Erst sechs Wochen später, am 25. Oktober, erschien er für alle nachlesbar in der Neuen Zeit, der Parteizeitung der CDU. Für uns Unterzeichner war klar, daß Parteien gebraucht werden, aber mit anderem Personal und unabhängig von der SED. Gemeinsam mit neun Mitstreitern fuhr ich am 1. November nach Berlin, um dort im Otto-Nuschke-Haus, im Büro des CDU-Vorsitzenden Gerald Götting dessen Rücktritt zu erzwingen. Nach meiner Erinnerung trank er während wir redeten ständig Kaffee und lachte unentwegt. Schließlich stand er auf und sagte, er würde seinen Rücktritt mit „Bravour“ erledigen. Das waren seine Worte. Und er trat tatsächlich am folgenden Tag zurück.
Reisen mit dem Zug von Weimar nach Berlin waren für mich durch meine Ehrenämter, die ich in der kirchlichen Jugendarbeit auf DDR-Ebene innehatte, Routine.

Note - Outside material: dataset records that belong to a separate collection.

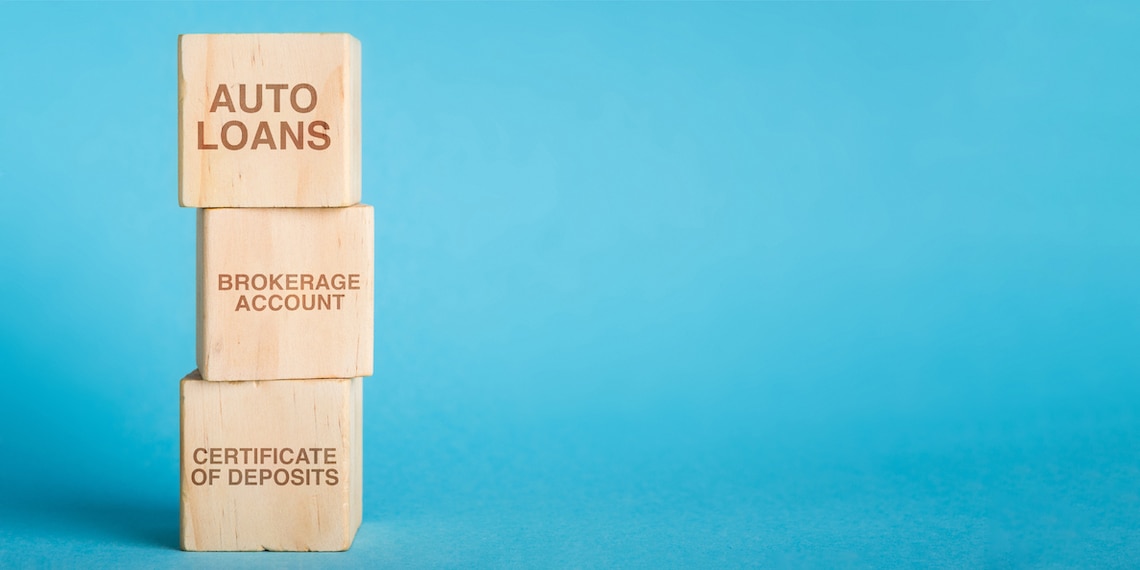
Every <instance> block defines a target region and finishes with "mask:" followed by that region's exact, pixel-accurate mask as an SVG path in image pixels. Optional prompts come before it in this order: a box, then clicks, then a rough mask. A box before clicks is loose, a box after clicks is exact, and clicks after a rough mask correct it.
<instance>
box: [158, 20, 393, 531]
mask: <svg viewBox="0 0 1140 570" xmlns="http://www.w3.org/2000/svg"><path fill="white" fill-rule="evenodd" d="M178 115H179V116H178V121H179V135H178V137H179V139H178V144H179V148H178V153H179V201H180V203H181V205H182V206H186V207H197V209H200V210H198V211H197V217H198V218H197V233H198V236H197V365H198V369H197V370H195V372H193V373H190V374H189V375H188V376H186V377H185V378H182V382H181V545H182V548H184V549H187V551H263V549H264V551H343V549H347V548H348V547H349V546H351V544H352V539H353V537H355V536H356V531H357V529H358V528H359V526H360V518H361V394H363V392H361V386H363V383H361V377H363V376H368V375H370V374H372V365H373V363H372V359H373V358H372V344H373V246H374V245H373V244H374V242H373V211H372V206H367V205H363V204H360V43H359V42H358V41H357V40H356V39H355V38H352V36H351V35H348V34H194V35H182V36H180V38H179V44H178Z"/></svg>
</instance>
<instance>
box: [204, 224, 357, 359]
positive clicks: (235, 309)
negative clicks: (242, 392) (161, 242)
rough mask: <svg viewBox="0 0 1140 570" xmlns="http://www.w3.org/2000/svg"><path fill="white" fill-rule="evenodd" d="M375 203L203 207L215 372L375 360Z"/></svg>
mask: <svg viewBox="0 0 1140 570" xmlns="http://www.w3.org/2000/svg"><path fill="white" fill-rule="evenodd" d="M373 228H374V227H373V210H372V206H368V205H356V206H350V207H331V209H217V210H214V209H209V210H198V271H197V294H198V303H197V304H198V318H197V328H198V331H197V364H198V369H200V370H201V373H202V376H203V377H204V378H205V380H210V381H239V380H250V381H253V380H283V378H328V377H333V378H347V377H356V376H369V375H372V369H373V283H374V279H373V262H374V259H373V254H374V252H373V249H374V241H373V236H374V229H373Z"/></svg>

Es gab regelmäßige Treffen von Ost und West, Gremiensitzungen und Projektvorbereitungen. An meine Fahrt am 9. November erinnere ich mich allerdings sehr genau. Ich bin zeitlich relativ knapp gefahren, war erst am späten Vormittag aus Weimar weggekommen. Es hätte durchaus passieren können, daß mir bei Kontrollen im Zug Ärger mit Polizei und Stasi drohte. Doch es passierte nichts. Jahre später erfuhr ich, daß ich auf einer Internierungsliste der Stasi stand – wegen „staatsfeindlicher Hetze“.

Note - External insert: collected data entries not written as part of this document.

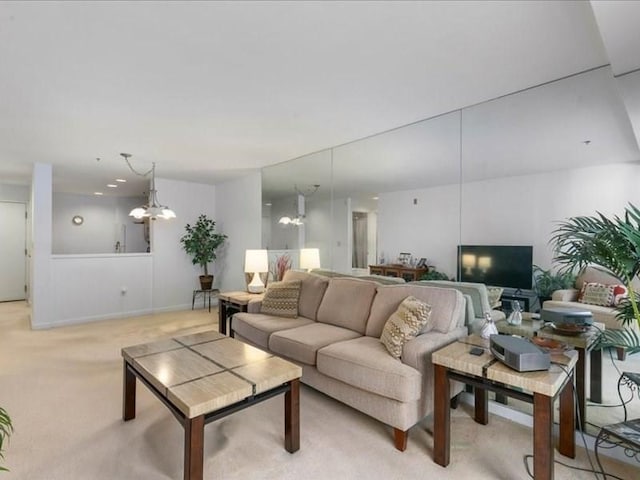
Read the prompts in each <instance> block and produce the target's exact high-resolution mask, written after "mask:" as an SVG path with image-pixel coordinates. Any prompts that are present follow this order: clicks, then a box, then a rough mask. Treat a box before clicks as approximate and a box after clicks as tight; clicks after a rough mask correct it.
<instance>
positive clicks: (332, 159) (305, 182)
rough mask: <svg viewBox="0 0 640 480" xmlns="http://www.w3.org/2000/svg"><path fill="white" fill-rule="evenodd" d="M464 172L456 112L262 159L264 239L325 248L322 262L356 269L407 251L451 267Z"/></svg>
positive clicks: (459, 137)
mask: <svg viewBox="0 0 640 480" xmlns="http://www.w3.org/2000/svg"><path fill="white" fill-rule="evenodd" d="M459 181H460V112H453V113H450V114H447V115H442V116H440V117H437V118H433V119H429V120H425V121H421V122H417V123H415V124H412V125H408V126H405V127H402V128H398V129H395V130H392V131H389V132H385V133H382V134H379V135H375V136H372V137H369V138H366V139H362V140H358V141H355V142H352V143H349V144H346V145H342V146H339V147H336V148H333V149H330V150H325V151H322V152H318V153H315V154H311V155H307V156H305V157H301V158H298V159H295V160H292V161H289V162H285V163H282V164H279V165H275V166H271V167H268V168H265V169H264V170H263V204H264V206H263V229H262V231H263V247H264V248H267V249H268V250H270V251H276V252H278V253H282V252H283V251H291V254H292V255H293V256H295V253H296V252H295V251H296V249H299V248H319V249H320V258H321V268H323V269H330V270H334V271H337V272H340V273H350V274H351V273H354V274H366V273H368V269H369V265H373V264H376V263H379V262H380V261H384V262H395V261H396V260H397V258H398V256H399V255H400V253H402V252H408V253H411V254H412V256H413V258H415V259H418V258H428V259H429V261H430V262H431V261H433V262H442V265H443V267H444V268H445V269H447V270H449V271H450V274H451V275H452V276H453V275H454V273H455V272H454V269H455V245H456V244H457V243H458V239H459V226H460V222H459V212H460V187H459ZM317 185H319V187H318V188H316V186H317ZM301 204H302V206H303V208H301V207H300V205H301ZM435 205H438V208H434V206H435ZM289 212H293V213H294V214H297V215H299V214H300V213H303V214H304V218H302V217H301V218H300V223H298V224H294V223H291V222H288V223H281V222H280V221H279V220H280V219H281V218H282V217H283V216H286V217H287V218H292V217H291V216H289V215H288V213H289Z"/></svg>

In Berlin angekommen, bin ich direkt zum Französischen Dom gefahren. Hier wurde am Nachmittag die Christlich-Demokratische Jugend (CDJ) gegründet, der erste nichtkommunistische Jugendverband in der DDR. Ich wurde sofort ins Präsidium gewählt. Dann ging es vom Untergeschoß in den Kirchensaal. Hier hatten sich für den Abend etliche neue demokratische Gruppen und Reformkräfte zu einem ersten gemeinsamen Austausch unter dem Thema: „Die Kirchen, die Parteien und die Zukunft des Landes“ versammelt. Unter Schirmherrschaft von Manfred Stolpe ergriffen Lothar de Maizière, Rainer Eppelmann, Konrad Weiß, Konrad Elmer, Ehrhart Neubert und viele andere das Wort. Auch Gregor Gysi schaute kurz mal rein. Mir war klar, daß ich mich als Mitverfasserin des „Weimarer Briefes“ zu Wort melden müsse. Etwas aufgeregt, aber fest entschlossen schob ich meine Pulloverärmel auf Ellenbogenhöhe und ging zum Pult. Erst kürzlich tauchte dazu sogar ein Videomitschnitt auf, den ich mir ansah. Spontan dachte ich, mein Gott, warst du blutjung. Wir wollten die Demokratisierung der Ost-CDU erreichen, und auch eine Demokratisierung der DDR. Ich prangerte die enorme Umweltzerstörung zwischen Magdeburg und Dresden an. Als ob die DDR-Umweltsünden nicht schon groß genug gewesen wären, kippte damals auch der Westen seinen Müll bei uns ab. „Westlicher Dreck gegen Devisen für die Kommunisten“, das war bitter. Wenn die friedliche Revolution nicht gekommen wäre, wären wir erstickt.
Mit dem Ruf nach Frieden, dem wunderbaren Kanon „Dona nobis pacem“, beendeten wir ungefähr gegen 21 Uhr das Treffen. Es war dunkel. Wir standen noch in Grüppchen vor der Kirche und wechselten ein paar Worte. Da ging auf einmal ein Raunen unter uns um, daß die Mauer geöffnet sei oder alsbald aufgehen würde. Doch ich bin nach Hause gefahren. Übrigens gemeinsam mit Ralf Luther, der später CDU-Landrat in Schmalkalden-Meiningen wurde. Rainer Eppelmann ging auch nach Hause. Er ist, wie er mir später erzählte, mitten in der Nacht aufgestanden und wieder los zur Mauer gegangen. Als ich in Weimar aus dem Nachtzug ausstieg, holte mein Mann mich am Bahnhof ab. Er empfing mich mit den Worten: „Die Mauer ist offen.“
Christine Lieberknecht, geboren 1958 in Weimar, studierte evangelische Theologie und war seit 1984 Pfarrerin. 1990 wurde sie Kultusministerin des Freistaats Thüringen, 1999 Präsidentin des Thüringer Landtags. 2009 wurde Lieberknecht zur Thüringer Ministerpräsidentin gewählt, als erste CDU-Regierungschefin in einem Bundesland. Sie schied 2014 aus dem Amt.